Can be crowded. Sometimes very crowded.

The route starts on the left side of an open trough (on the left side of the little pinnacle), just right of the south rib. Climb up and left, staying just right of the ridge crest for the first pitch (~25m) and the second pitch (~40m).

The third pitch climbs up to the crest of the rib, then, jogs right through a slanted chimney, then, breaks back left to the ridge crest to a belay (~45m).

Fourth pitch climbs up on large features to a ledge which wraps around to the southwest.

Fifth pitch climbs back to the right, though the nifty slot, to a belay at the base of the obvious left-facing corner crack (~40m).

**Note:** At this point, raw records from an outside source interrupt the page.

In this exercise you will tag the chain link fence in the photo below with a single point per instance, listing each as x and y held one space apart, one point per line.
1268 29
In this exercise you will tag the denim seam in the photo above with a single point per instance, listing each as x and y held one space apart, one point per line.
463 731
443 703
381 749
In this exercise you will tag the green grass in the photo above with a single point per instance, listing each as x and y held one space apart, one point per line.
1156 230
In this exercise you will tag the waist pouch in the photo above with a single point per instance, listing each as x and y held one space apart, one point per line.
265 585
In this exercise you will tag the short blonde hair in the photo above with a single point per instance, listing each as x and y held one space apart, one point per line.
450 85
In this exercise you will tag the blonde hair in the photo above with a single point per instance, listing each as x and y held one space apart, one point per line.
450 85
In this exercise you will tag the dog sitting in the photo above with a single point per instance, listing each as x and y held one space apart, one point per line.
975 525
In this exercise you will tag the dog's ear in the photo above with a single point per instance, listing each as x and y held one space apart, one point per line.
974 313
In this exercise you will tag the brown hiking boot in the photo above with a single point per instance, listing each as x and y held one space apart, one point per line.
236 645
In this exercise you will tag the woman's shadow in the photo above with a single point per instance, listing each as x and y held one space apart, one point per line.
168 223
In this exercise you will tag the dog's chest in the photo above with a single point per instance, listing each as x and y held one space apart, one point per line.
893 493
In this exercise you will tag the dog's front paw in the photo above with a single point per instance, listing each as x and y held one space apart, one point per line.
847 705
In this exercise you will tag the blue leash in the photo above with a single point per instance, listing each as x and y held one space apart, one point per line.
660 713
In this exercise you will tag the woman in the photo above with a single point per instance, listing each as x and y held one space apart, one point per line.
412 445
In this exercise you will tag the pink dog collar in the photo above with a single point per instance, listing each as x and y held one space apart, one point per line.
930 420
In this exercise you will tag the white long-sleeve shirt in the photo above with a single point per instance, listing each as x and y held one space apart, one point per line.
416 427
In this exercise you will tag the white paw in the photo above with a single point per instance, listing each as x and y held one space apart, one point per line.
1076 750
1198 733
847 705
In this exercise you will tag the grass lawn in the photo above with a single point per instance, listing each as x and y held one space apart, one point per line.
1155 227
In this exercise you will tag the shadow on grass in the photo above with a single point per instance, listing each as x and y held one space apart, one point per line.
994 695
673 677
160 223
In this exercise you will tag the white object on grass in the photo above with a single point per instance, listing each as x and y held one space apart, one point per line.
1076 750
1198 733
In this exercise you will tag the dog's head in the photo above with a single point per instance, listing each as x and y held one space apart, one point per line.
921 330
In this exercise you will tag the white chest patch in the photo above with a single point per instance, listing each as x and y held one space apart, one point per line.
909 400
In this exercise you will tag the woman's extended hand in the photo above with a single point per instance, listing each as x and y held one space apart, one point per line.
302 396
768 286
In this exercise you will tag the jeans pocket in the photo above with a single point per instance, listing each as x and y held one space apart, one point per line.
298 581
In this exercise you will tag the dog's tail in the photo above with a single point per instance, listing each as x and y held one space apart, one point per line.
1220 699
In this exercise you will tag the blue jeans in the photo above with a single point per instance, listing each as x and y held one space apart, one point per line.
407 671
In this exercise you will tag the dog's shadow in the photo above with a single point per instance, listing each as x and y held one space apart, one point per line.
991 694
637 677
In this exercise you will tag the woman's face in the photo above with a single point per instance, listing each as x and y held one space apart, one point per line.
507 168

Pitch 6: climb up the crack (~25m). This is the crux pitch at around 5.7 or so in difficulty. A couple of bolts protect this pitch. Belay from the very large, iron fixed piece (viewable from the parking lotÂ…ha ha) where the summit register can also be found. An easier escape option around to the right avoids the steep crack keeping the route at a more modest grade of 5.5/5.6.

Great 360 degree views from the top.


Follow the standard normal summit route back down, passing through trenches, climbing down old iron ladders, and, marveling at the effort required to hang onto this hunk of rock in WWI. The trail is marked in red. Well travelled, and, leads back to the main road. Descent takes from 45 minutes to an hour.


The very prominent south rib on the left side skyline of the peak when viewed from the pass.

From the large boulder and parking spot, take the well worn trail leading towards the southeast face. Follow the trail around to the left to the base of the south arête.

The hike to the start of the route should take around 20 minutes.

An alternate and more interesting approach (requires a flashlight or headlamp) is to take the Goiginger Gallery tunnel which was built by the Austrian army during WWI. To do that take the main path along the base from the Forte Tre Sassi parking area and then take the second path on the right uphill till you find the tunnel entrance. Take the tunnel almost as far as it goes till you exit a little downhill from the base of the climb. 


The climb is well protected with fixed anchors. Belays all have nice anchors.

A small set of nuts and cams, along with a few shoulder lengths slings and a few quick draws should suffice for supplemental protection.